One hundred years ago America was not an urban nation. The industrial age was moving the country from agrarian to urban. Rail beds were laid. Water systems were built. Roads were paved. Bridges built. Pipes were laid to carry gas, oil and electric power. Telegraph lines morphed to telephone lines. Rail morphed to underground subways as the population centers grew more dense. Private capital initiated much of this early infrastructure. Government or quasi-governmental authorities took over responsibility for expansion and operations of much of this infrastructure so critical to the lives of 21st century Americans. But operating costs aren’t enough to preserve, maintain, renovate or renew these critically important physical systems that support our lives.
How much would it cost to replace these assets? A generally accepted “rule of thumb” is that about 1% to 3% of the “asset replacement value” should be spent each year to maintain that asset, separate from the capital investment required to make substantial improvements. The USA owns infrastructure worth an estimated $342.9 trillion. This is excluding infrastructure owned by cities, counties, states or quasi governmental organizations in the USA. Is the USA spending 1% or $3.4 trillion on maintaining this infrastructure each year?
Of the total $862 billion in the 2008 American Recovery and Reinvestment Act stimulus package, the amount allocated to federal government purchases was $7.9 billion in 2009 and $10.1 in the first half of 2010 according to the US Bureau of Economic Analysis. The portion allocated to infrastructure (gross investment) at the federal level was $0.9 billion in 2009 and $1.5 billion in the first two quarters of 2010. Assuming the same level of infrastructure funding at the federal level for 2010 would be only $0.03 trillion. Even if that were all dedicated to maintaining existing infrastructure it is barely a drop in the bucket for what is needed to maintain our infrastructure, $3 trillion dollars short. A century of no maintenance. Is it any wonder our buildings are exploding, our water supplies turn dangerously polluted, our bridges are collapsing? We are not even maintaining what we built, let alone building the power grid and the digital communications systems we will need to compete in the 21st century.

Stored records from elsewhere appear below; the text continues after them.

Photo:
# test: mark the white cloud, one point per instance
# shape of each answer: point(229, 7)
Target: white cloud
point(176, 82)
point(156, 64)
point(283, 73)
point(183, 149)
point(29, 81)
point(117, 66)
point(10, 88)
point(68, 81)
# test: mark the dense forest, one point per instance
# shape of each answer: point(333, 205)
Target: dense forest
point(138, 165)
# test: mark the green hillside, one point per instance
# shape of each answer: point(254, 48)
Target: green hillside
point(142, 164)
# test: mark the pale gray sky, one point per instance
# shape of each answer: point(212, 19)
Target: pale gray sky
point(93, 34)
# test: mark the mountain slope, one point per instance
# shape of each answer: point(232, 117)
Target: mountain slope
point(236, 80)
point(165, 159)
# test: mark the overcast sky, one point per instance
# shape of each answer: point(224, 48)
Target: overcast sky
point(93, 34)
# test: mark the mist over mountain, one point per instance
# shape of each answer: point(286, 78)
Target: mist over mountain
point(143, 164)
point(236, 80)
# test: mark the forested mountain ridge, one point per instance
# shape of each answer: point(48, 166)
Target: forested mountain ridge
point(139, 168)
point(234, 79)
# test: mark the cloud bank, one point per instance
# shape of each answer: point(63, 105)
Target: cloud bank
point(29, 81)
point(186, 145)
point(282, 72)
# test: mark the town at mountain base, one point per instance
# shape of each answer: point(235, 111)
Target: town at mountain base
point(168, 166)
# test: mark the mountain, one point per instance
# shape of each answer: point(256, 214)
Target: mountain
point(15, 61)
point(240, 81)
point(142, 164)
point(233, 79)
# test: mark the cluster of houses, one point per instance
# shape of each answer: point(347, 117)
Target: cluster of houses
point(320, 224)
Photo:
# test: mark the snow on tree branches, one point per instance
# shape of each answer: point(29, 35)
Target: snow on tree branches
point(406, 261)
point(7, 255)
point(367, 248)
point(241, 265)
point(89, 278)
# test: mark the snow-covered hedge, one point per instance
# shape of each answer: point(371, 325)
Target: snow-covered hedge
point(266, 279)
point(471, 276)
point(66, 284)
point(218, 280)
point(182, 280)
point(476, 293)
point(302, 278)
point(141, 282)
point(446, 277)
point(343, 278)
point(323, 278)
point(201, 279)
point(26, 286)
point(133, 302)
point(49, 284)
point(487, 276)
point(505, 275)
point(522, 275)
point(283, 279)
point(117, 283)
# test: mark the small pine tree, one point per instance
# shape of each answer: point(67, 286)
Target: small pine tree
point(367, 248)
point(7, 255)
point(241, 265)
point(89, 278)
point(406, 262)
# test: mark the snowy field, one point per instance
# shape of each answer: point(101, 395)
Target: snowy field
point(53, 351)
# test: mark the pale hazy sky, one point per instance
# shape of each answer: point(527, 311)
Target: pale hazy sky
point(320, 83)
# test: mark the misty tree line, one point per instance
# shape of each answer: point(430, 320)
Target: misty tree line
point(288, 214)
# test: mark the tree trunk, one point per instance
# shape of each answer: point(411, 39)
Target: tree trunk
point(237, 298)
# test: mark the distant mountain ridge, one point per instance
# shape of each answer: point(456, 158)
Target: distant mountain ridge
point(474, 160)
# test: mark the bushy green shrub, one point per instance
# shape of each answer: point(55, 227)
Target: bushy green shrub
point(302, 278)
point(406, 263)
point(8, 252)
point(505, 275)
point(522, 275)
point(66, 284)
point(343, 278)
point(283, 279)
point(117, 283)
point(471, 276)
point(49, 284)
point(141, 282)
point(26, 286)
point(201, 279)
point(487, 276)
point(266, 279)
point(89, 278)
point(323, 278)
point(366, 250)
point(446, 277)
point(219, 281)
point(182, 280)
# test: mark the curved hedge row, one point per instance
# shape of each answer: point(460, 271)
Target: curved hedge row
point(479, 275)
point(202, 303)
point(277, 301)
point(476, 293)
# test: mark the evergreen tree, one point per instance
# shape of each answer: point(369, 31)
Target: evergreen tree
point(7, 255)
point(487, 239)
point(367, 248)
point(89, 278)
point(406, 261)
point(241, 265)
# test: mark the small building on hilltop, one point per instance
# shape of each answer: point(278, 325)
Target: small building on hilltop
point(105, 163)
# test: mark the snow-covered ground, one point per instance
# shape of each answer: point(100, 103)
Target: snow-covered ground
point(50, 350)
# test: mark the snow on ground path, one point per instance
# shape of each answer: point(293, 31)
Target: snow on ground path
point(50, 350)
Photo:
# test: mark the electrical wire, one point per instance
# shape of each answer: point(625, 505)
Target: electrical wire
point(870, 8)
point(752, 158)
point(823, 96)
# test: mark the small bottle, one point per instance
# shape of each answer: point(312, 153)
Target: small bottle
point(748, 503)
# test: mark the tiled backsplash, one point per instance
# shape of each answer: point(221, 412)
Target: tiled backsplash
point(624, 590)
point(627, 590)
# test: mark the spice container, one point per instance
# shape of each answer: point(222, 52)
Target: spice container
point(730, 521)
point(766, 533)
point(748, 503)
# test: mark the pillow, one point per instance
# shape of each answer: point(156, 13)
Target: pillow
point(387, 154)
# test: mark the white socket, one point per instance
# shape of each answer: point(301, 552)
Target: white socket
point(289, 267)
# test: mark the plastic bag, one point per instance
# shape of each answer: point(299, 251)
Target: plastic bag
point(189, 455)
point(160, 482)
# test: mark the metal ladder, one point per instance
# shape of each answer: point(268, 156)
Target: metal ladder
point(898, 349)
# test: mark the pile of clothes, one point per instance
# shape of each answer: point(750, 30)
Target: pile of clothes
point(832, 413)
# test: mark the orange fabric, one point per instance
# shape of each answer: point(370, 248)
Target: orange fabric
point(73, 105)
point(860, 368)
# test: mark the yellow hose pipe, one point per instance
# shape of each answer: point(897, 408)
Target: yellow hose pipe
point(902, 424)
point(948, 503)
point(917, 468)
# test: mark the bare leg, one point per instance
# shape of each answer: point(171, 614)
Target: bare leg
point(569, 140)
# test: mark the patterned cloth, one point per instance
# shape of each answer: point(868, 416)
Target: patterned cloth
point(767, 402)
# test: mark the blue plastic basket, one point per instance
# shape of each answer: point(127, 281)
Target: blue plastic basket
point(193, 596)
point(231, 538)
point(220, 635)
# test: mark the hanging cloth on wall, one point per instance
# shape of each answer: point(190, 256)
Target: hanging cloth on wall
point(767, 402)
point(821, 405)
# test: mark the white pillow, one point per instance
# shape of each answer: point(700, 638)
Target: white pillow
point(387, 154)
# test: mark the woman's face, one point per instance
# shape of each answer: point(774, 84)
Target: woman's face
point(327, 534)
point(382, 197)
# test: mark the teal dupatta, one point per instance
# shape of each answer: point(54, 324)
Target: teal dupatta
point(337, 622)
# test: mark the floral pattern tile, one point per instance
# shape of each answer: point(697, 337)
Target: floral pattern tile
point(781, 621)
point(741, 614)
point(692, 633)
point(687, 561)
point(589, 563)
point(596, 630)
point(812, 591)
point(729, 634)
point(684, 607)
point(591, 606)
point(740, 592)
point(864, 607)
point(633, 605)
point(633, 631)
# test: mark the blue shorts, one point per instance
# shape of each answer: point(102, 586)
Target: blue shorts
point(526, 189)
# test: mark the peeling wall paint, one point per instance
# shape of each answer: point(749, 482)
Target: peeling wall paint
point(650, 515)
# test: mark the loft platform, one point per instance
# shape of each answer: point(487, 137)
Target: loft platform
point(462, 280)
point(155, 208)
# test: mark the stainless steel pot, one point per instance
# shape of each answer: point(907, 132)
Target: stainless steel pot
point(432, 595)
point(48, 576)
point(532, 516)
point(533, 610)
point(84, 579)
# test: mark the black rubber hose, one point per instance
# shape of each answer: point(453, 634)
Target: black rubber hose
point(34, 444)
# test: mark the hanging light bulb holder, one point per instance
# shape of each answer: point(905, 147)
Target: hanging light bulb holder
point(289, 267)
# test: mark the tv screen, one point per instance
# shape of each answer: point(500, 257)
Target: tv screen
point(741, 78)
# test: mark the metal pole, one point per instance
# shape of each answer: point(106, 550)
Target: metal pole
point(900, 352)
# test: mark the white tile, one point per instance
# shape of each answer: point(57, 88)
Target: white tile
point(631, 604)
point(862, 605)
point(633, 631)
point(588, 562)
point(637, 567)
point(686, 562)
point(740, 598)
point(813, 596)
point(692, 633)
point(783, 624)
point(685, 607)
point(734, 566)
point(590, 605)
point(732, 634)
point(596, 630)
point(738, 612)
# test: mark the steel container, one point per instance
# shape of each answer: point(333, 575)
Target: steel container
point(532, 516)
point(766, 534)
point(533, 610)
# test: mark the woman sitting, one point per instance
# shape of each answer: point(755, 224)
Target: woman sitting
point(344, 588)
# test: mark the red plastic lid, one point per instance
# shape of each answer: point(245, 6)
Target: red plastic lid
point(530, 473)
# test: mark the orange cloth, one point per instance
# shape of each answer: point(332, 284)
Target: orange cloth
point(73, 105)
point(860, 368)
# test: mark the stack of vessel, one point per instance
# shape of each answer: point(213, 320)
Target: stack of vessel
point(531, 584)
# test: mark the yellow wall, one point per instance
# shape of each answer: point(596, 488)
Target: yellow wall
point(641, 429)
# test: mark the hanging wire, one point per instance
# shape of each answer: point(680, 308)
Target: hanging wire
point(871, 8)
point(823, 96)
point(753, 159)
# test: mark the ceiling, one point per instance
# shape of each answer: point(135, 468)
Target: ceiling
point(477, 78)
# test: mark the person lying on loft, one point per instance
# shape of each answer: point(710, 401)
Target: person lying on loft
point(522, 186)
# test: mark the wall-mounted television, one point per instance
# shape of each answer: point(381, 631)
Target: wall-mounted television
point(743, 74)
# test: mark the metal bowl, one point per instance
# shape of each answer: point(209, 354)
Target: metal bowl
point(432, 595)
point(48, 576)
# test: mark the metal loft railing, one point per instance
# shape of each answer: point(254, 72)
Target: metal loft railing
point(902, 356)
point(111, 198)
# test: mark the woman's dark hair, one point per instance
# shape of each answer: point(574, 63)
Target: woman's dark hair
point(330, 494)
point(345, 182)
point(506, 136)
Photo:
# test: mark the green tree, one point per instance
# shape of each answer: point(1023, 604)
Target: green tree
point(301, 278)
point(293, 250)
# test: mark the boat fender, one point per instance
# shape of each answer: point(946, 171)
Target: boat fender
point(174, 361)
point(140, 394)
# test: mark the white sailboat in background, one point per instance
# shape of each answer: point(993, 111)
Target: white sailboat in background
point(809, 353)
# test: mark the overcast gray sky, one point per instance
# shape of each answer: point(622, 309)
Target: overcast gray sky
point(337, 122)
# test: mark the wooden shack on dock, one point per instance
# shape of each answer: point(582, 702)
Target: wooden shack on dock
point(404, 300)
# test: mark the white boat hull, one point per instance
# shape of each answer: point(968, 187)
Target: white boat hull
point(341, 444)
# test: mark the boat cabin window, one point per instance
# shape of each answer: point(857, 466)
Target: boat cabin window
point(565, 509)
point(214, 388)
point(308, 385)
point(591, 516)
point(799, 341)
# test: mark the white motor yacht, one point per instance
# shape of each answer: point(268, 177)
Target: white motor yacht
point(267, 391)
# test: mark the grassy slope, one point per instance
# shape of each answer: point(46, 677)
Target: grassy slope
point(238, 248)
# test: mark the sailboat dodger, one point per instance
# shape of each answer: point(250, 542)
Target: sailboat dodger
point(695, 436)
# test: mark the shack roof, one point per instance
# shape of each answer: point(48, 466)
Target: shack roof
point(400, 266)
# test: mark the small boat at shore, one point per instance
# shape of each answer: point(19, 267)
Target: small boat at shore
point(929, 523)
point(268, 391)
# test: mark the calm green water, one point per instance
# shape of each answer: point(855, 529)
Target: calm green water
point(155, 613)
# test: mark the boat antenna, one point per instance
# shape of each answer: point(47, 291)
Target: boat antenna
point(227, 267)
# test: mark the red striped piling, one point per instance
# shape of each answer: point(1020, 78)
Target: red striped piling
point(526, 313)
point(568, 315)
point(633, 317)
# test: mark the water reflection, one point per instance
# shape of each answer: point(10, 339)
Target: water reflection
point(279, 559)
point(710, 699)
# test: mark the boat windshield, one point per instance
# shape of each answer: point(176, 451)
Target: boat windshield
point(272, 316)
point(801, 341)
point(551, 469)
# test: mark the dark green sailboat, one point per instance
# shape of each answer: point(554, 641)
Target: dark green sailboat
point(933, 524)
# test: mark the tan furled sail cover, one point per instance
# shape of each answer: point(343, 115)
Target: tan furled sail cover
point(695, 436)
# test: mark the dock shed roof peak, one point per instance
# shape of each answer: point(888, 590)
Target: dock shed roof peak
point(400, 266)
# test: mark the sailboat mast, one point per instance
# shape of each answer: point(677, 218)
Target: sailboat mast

We are so far from spending what we need to keep ourselves safe. Yet when we talk about spending money for infrastructure it is almost always in the context of providing jobs to stimulate the economy…. as if the expenses to generate jobs would not be needed if the economy would get back to normal. Hey. What would happen if the economy never got back to normal because we let the infrastructure that supported us over the last 100 years deteriorate beyond redemption, instead of maintaining it and adding new infrastructure for the future?